The 'fashion front' of high energy physics
Related: Works like a charm
Extreme science comes at a cost. CERN's Large Hadron Collider (LHC) was built for about 5 billion Swiss francs ($5 billion).
"LHC is the fashion front of high energy physics and a mission impossible for any single country to accomplish, given the funding, technology and talent it requires," says Zhao Zhengguo, a leading high-energy physicist in China, who has participated in the CERN ATLAS Experiment since 2001.
ATLAS is one of two general-purpose detectors at the LHC, the other is CMS.
"For example, the end cap muon spectrometer, which composes just a small part of ATLAS, converged the efforts of more than 10 countries," Zhao says.
"Some countries are in charge of making the chambers, some produce precision machinery, alignment, micro-electronics, etcetera. This project sets a high demand on participating country's industrial technology and the expertise of experts."
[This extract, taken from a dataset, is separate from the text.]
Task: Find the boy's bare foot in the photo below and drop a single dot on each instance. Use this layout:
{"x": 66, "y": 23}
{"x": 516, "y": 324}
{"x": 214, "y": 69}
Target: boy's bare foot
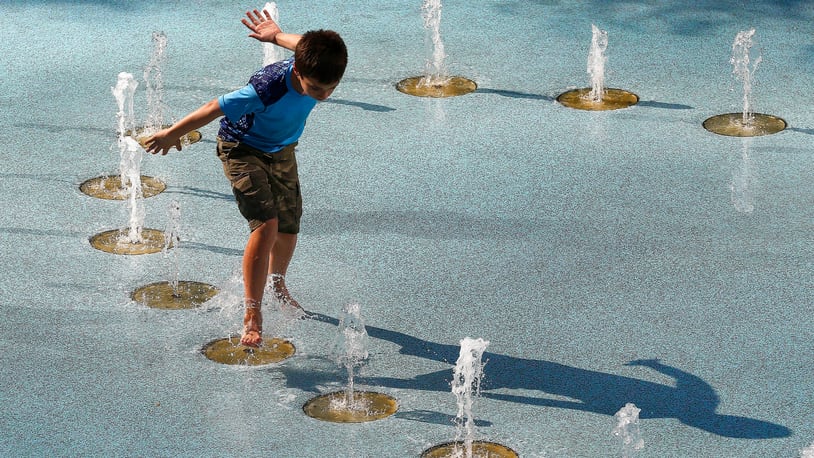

Between 1994 and 2008, more than 7,000 scientists from over 80 countries and regions took part in the construction of LHC.
Before LHC was switched on, the Tevatron in the United States was the most powerful collider in the world and in its final years of operation, it raced to catch a first glimpse of the Higgs boson.
Although Tevatron was closed in 2011 due to budget constraints, the scientists involved in that project announced in March they had found evidence of a new fundamental particle that had a mass that fits in with predictions for the Higgs boson and was similar to experimental evidence announced by the Swiss-based scientists in December.
But the role of LHC is likely to be challenged soon. Some 2,000 accelerator and particle physicists, engineers, theorists, technicians, students, software experts and others, from all corners of the world, are working on the design and technologies for the next-generation particle accelerator International Linear Collider.
The project aims to complement LHC and shed more light on the secrets of the universe.